Last thoughts on the Lennox case

A few months ago I wrote these two posts about Lennox, the pit-bull who had been taken away from his family because of his breed. Well, the final verdict came out today and it’s what most of us were dreading – Lennox is to be killed after all.

I’ll avoid getting on a soapbox about most of the issues involved here, but just to repeat my strongest thoughts on the subject: even assuming that there is any kind of justification for this whole series of events, I can’t begin to fathom the cruelty of a system that would take this long to arrive at a decision in this particular case. It would have been infinitely more humane to put the dog down within a few days of taking him away from his family and home. Instead, they kept him locked up for 18 months (the equivalent of more than 10 dog-years) and even the date for the appeal was set for nearly six months after the original verdict.
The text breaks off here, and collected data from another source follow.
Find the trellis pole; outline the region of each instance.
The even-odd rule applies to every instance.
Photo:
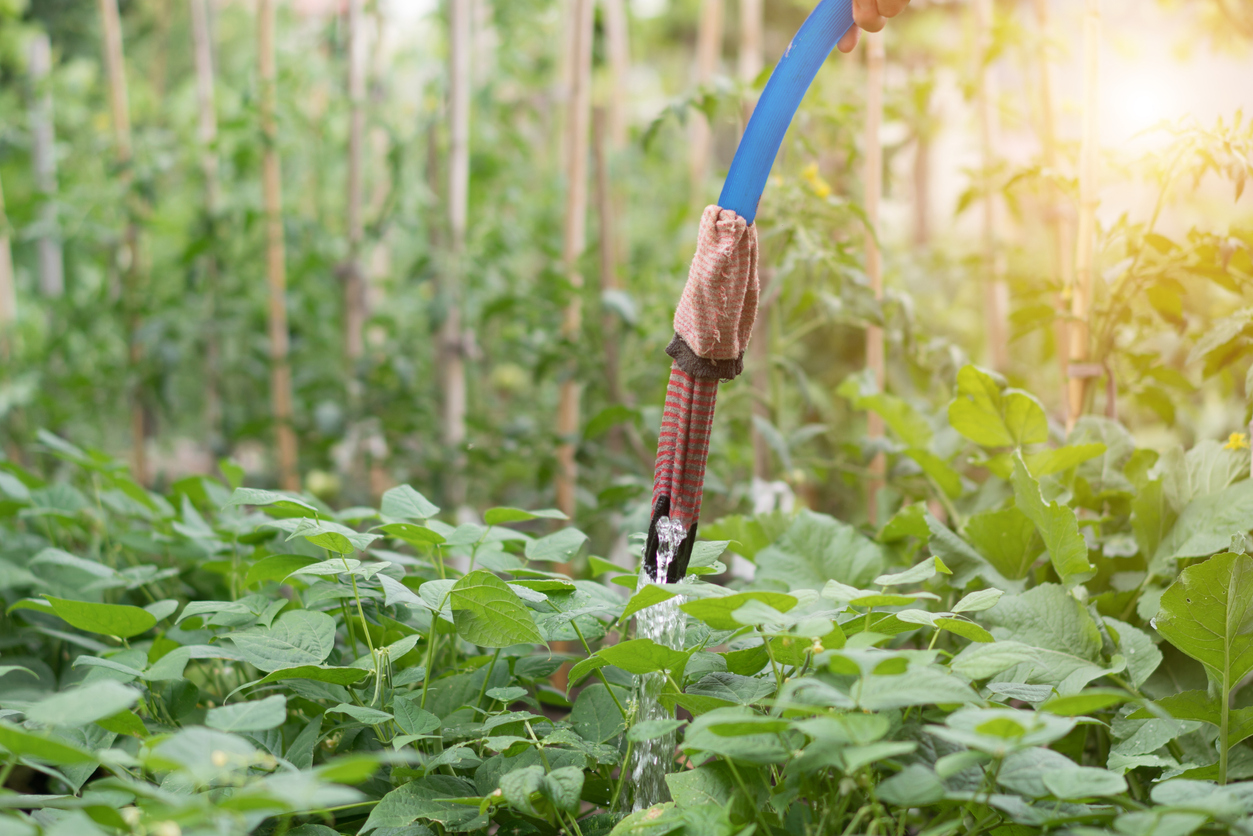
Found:
[[[131,194],[133,150],[131,145],[130,101],[126,86],[126,65],[122,51],[122,21],[118,15],[117,0],[100,0],[101,34],[104,37],[104,63],[109,85],[109,110],[113,121],[113,145],[116,155],[118,177],[125,186],[127,213],[126,232],[122,241],[120,267],[122,279],[122,307],[126,316],[127,362],[130,372],[130,430],[131,469],[140,484],[148,481],[148,457],[145,450],[144,406],[141,397],[139,367],[143,361],[143,346],[139,342],[141,319],[142,277],[139,253],[139,223],[136,215],[139,207]]]
[[[365,20],[362,0],[348,0],[348,194],[346,225],[348,258],[344,263],[344,359],[348,372],[348,398],[353,411],[361,398],[357,366],[365,354],[365,270],[361,246],[365,238],[362,219],[365,164]],[[354,415],[354,420],[355,420]]]
[[[27,70],[31,83],[31,162],[35,169],[35,187],[42,200],[37,235],[39,292],[46,298],[55,299],[65,292],[65,265],[57,221],[56,130],[52,121],[52,90],[48,86],[48,74],[52,71],[52,46],[43,32],[36,32],[30,39]]]
[[[205,424],[209,445],[221,452],[222,438],[222,369],[221,331],[218,327],[218,278],[220,275],[217,244],[219,204],[218,155],[214,149],[218,136],[217,92],[213,76],[213,28],[209,20],[208,0],[190,0],[192,57],[196,65],[196,133],[200,140],[200,173],[204,178],[204,211],[214,240],[201,258],[204,269],[205,307]]]
[[[883,196],[883,146],[879,132],[883,124],[883,66],[886,63],[882,33],[866,32],[866,122],[865,183],[866,212],[866,278],[876,300],[883,300],[883,253],[879,249],[879,204]],[[883,391],[887,381],[883,329],[875,324],[866,328],[866,366],[874,375],[875,384]],[[883,438],[883,418],[871,411],[867,416],[867,439],[875,444]],[[879,521],[879,491],[883,488],[887,463],[883,453],[875,453],[870,462],[870,483],[867,514],[871,525]]]
[[[13,251],[9,246],[9,218],[4,211],[4,184],[0,183],[0,360],[8,361],[10,331],[17,321],[17,288],[13,278]]]
[[[604,0],[604,10],[605,57],[608,59],[611,91],[606,102],[606,130],[610,147],[620,151],[627,145],[627,106],[630,104],[627,76],[631,71],[631,38],[626,0]]]
[[[573,0],[569,39],[570,98],[566,117],[566,218],[563,229],[562,265],[571,288],[561,333],[575,345],[583,328],[583,274],[579,258],[587,243],[587,165],[589,122],[591,121],[593,0]],[[575,449],[579,432],[579,395],[577,361],[566,369],[557,403],[557,507],[567,516],[574,516],[578,484]]]
[[[274,2],[257,0],[257,65],[261,83],[262,191],[266,217],[266,278],[269,288],[270,397],[278,442],[279,484],[300,489],[296,430],[292,426],[291,360],[287,332],[287,255],[283,241],[283,184],[274,108],[277,80],[274,62]]]
[[[996,154],[996,80],[989,64],[992,53],[993,0],[974,0],[975,60],[977,66],[976,107],[979,113],[979,145],[982,156],[982,238],[984,280],[984,322],[987,330],[987,362],[997,371],[1009,366],[1009,287],[1005,283],[1005,263],[1000,249],[1000,218],[996,195],[992,192],[992,165]]]
[[[461,326],[461,284],[465,275],[466,224],[470,198],[470,86],[473,83],[473,20],[470,3],[450,0],[448,86],[448,265],[440,288],[444,321],[439,329],[443,375],[444,446],[451,456],[446,482],[454,507],[465,504],[466,370]]]
[[[1037,60],[1040,64],[1040,138],[1044,151],[1044,165],[1050,174],[1056,176],[1061,167],[1061,155],[1057,150],[1056,104],[1053,101],[1053,64],[1049,56],[1049,0],[1034,0],[1036,15]],[[1073,231],[1070,218],[1065,209],[1065,196],[1053,182],[1045,191],[1047,201],[1047,220],[1053,239],[1053,266],[1061,283],[1061,292],[1057,294],[1054,304],[1057,308],[1057,320],[1054,326],[1054,340],[1057,343],[1057,363],[1061,373],[1062,414],[1070,415],[1070,380],[1067,369],[1070,366],[1067,343],[1066,319],[1069,312],[1065,310],[1075,283],[1075,262]]]
[[[702,0],[700,21],[696,28],[696,83],[708,84],[718,72],[718,59],[722,55],[722,21],[726,0]],[[688,131],[688,165],[692,181],[692,195],[703,203],[702,188],[709,170],[709,153],[713,145],[713,130],[703,113],[693,111]]]
[[[1075,244],[1075,285],[1070,297],[1070,410],[1066,431],[1074,429],[1087,399],[1092,272],[1096,257],[1098,194],[1097,133],[1101,69],[1101,0],[1086,0],[1083,17],[1083,139],[1079,148],[1079,223]]]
Try, for a minute, to imagine what that means for a creature incapable of understanding why its world has fallen to pieces, or putting together comforting narratives in its head, or keeping itself occupied in the hundreds of little ways that human beings can in times of distress. An incarcerated human in the same situation – horrific though it would be – would at least have the advantage of knowing what is going on, the ability to cling to the hope that things might eventually get better and the option of keeping his mind busy with a book or a notepad (in addition to the chores and activities that fill the regular prison schedule). In my view, the manner in which the Lennox case was stretched out is an even stronger comment on human insensitivity than the facts of the case itself.

At this point I can only hope that it doesn’t take these unfeeling brutes another year to get together the apparatus for the killing, and that the process itself is as quick and painless as possible.


  1. Your words made Lennox come to life for me.. it leaves me with a huge lump in my throat.your writing is surreal..I'm a huge huge fan of your writing.

  2. True Jai, very well put. But the fact is that few people possess this kind of sensitivity to animals. I personally believe that how we treat animals is a function of our upbringing - I know perfectly reasonable people who will think this case is too much fuss over a dog when there are more important world issues to be resolved! A non sequitur, but there you are...

  3. I know perfectly reasonable people who will think this case is too much fuss over a dog when there are more important world issues to be resolved

    Manreet: I know many of these "perfectly reasonable" people myself, but I can't help but roll my eyes at the inherent self-deception involved in this way of thinking. What is the logical conclusion here - that we turn our attention to other species only after all the "important world issues" have been resolved (something that's never going to come close to happening anyway)? I think it makes more sense for people to address the cases of injustice and cruelty that personally resonate with them, and try to spread awareness and change other people's outlooks, in whatever tiny ways they can.

    In any case, personal experience tells me to be very wary of people who do the high-handed "there are so many human beings suffering, let's help them first" thing. I suspect the majority of these people wouldn't go out of their way to help suffering humans either, when it comes to transforming words into action - genuine sympathy and compassion are not things that can be so neatly rationed out, or accessed with an "On/Off" button.